Tobis is of course writing of climate change and of course is condemning those who don’t adopt his vision of the future, a future where our ‘inaction’ in curbing the burning of fossil fuels creates a planetary hell.
He wants us to build for the future, a greener place unperturbed by human contributions to global warming. In exhorting us to do this he is ignoring the present–a present where renewable energy is set to increase by 33% over the next five years, according to the IEA, after growing 9% in 2015. Global emissions have plateaued for three years, again according to the IEA. These and other actions (the adoption of electric and hybrid vehicles, reforestation, etc.) have already rendered RCP 8.5 inoperative. We may not be doing enough to address climate change, depending on your point of view, but we are doing a lot.
To adopt his vision–building for a greener future for distant generations, we will have to make sacrifices. Well, not ‘we’–those who will pay the price will be those in the developed world who are poor, and those throughout the developing world. Tobis has insisted for most of this decade that we need to get to net zero emissions almost immediately. It is a draconian remedy, and one we are naturally reluctant to adopt without a clearer idea of what the future holds. Tobis doesn’t describe a future–not one based on our continuing in our evil ways, nor one where we successfully convert our entire way of living to satisfy his concerns.
But it is obvious that we will not have resources to build for a Utopian future with zero carbon emissions and address the clear and present environmental dangers we can see clearly by looking at the past. Those who have provided estimates for conversion to a green life have used figures in the tens of trillions of US dollars.
Here in America we can see that cities like Houston and Miami are vulnerable to hurricanes, and modest sea level rise coupled with large-scale subsidence makes them a ‘bowling pin for the gods.’ The same is true internationally, for cities like Manila, Havana and many more.
My very good friend and co-author Steve Mosher is enjoying a period of well-deserved recognition for his statement “We don’t even plan for the past.” And clearly we don’t.
But we could.
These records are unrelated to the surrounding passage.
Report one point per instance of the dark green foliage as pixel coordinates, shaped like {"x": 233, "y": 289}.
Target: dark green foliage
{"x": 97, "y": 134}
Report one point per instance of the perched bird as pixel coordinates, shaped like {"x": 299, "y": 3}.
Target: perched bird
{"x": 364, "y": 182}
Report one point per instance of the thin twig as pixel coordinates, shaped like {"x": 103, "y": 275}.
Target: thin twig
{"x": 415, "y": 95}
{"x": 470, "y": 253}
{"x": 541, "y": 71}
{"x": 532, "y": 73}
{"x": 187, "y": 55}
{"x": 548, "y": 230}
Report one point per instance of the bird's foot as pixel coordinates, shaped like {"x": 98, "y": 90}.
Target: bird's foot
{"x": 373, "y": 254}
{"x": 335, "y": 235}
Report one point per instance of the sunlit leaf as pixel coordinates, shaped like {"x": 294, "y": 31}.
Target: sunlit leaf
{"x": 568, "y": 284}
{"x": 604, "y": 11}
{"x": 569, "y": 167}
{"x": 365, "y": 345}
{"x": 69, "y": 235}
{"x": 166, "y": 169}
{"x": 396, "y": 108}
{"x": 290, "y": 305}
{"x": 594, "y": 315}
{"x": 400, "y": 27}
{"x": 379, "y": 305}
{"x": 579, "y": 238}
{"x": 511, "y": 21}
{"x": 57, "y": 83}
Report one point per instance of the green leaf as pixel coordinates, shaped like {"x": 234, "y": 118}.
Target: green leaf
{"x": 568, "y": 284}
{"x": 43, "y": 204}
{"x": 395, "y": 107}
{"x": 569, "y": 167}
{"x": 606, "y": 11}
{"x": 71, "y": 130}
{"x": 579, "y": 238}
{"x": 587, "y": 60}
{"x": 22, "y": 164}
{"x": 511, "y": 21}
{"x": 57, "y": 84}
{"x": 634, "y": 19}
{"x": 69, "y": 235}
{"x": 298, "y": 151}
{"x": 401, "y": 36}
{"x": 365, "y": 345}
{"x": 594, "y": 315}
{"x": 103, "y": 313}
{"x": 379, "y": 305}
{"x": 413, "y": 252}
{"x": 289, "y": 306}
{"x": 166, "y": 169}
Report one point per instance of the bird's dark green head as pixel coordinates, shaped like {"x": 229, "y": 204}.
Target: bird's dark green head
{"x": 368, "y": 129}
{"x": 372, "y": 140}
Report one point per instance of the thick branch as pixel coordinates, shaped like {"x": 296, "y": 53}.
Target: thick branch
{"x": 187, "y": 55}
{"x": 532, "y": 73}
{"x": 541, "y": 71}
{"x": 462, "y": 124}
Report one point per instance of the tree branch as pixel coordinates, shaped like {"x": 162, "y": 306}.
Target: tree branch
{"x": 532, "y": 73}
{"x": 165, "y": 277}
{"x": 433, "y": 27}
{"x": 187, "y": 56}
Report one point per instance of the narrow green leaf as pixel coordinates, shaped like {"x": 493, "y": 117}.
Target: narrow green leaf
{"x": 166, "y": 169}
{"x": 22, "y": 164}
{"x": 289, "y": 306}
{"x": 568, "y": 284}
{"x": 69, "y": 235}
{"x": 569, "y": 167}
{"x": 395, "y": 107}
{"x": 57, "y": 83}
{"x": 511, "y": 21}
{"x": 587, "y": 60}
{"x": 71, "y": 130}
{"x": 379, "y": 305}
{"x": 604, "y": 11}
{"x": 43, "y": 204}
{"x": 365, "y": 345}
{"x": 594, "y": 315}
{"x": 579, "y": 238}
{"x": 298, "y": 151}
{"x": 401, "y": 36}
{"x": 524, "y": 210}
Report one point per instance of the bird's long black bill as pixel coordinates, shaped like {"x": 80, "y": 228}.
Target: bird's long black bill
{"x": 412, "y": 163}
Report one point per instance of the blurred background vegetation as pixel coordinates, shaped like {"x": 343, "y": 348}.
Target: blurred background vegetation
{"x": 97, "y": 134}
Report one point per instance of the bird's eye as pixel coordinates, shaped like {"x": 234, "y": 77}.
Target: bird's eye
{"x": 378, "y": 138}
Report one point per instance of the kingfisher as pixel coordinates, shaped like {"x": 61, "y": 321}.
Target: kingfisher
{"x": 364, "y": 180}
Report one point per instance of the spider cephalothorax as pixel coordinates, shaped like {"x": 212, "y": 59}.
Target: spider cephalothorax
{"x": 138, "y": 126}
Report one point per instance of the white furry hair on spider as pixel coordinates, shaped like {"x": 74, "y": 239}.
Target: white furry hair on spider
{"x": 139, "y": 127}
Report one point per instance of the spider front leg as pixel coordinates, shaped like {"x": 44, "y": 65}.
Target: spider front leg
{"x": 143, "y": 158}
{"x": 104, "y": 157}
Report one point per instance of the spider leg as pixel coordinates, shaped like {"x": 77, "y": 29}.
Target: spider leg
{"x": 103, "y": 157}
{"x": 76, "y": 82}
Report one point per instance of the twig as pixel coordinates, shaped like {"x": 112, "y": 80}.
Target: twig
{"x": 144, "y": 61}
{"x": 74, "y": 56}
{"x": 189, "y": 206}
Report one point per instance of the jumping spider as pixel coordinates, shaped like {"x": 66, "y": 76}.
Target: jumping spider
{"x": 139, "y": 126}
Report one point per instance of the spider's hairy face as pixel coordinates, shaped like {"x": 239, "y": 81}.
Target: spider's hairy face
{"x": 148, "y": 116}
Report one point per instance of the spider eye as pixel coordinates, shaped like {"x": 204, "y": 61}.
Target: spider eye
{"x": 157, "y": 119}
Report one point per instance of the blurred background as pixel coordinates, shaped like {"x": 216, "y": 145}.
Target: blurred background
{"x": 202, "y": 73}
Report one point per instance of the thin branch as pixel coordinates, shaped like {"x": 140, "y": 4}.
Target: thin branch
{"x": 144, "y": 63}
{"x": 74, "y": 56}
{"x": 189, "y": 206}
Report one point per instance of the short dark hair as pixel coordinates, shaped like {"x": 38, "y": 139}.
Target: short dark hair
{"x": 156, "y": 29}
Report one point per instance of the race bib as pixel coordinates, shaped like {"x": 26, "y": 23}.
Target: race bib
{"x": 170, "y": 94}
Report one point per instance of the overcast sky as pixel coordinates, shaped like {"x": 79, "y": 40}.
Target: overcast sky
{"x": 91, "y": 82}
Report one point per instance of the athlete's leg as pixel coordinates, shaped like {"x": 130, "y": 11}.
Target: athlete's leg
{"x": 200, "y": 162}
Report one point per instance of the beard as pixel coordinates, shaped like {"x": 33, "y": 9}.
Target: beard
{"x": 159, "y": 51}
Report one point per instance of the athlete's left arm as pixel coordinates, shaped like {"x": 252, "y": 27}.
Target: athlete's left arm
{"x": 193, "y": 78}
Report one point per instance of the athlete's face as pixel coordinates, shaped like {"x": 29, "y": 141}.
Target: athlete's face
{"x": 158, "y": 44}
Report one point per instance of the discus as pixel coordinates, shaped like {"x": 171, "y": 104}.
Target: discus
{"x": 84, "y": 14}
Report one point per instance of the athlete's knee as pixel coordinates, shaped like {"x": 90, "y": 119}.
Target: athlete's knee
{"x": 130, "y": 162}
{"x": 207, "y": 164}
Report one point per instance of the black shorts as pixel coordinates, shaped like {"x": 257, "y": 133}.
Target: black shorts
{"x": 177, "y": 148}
Countries like the Netherlands and cities like Tokyo have addressed vulnerabilities highlighted by past storms or sea level rise and have managed to prosper despite these efforts. For a fraction of the money needed to eliminate fossil fuel emissions we could retrofit coastal cities (instead of rebuilding them in the same mindless manner we have rebuilt them before) and move people out of flood plains and river deltas (yes, even in Bangladesh).
We should build for the past–it is a far clearer guide to the dangers we will face than that provided by climate models and the fever dreams of those too long focused on the perils of CO2. After all, if the past is not there to learn from, why do we have a memory?
But we should remember the future. It exists and although it is uncertain, it should be a part of our planning.
We could prepare agriculture and agriculturists for the coming decades. We could build a safety margin in our construction to allow for sea level rise and higher temperatures, more violent storms and more frequent local flooding. Incorporating these into planning for future construction would be, again, an order of magnitude less expensive than tearing the planet apart and rebuilding it on an emissions-free model.
Michael Tobis is a terribly conflicted man. He is admirably concerned about the future of the planet, something that has caused him to make very poor choices in how he behaves in public discourse. We can admire his concern while lamenting his behavior. He is certainly not an optimist–so perhaps we can adopt the optimism on his behalf and remind him that not all is lost.
It isn’t even always all that serious.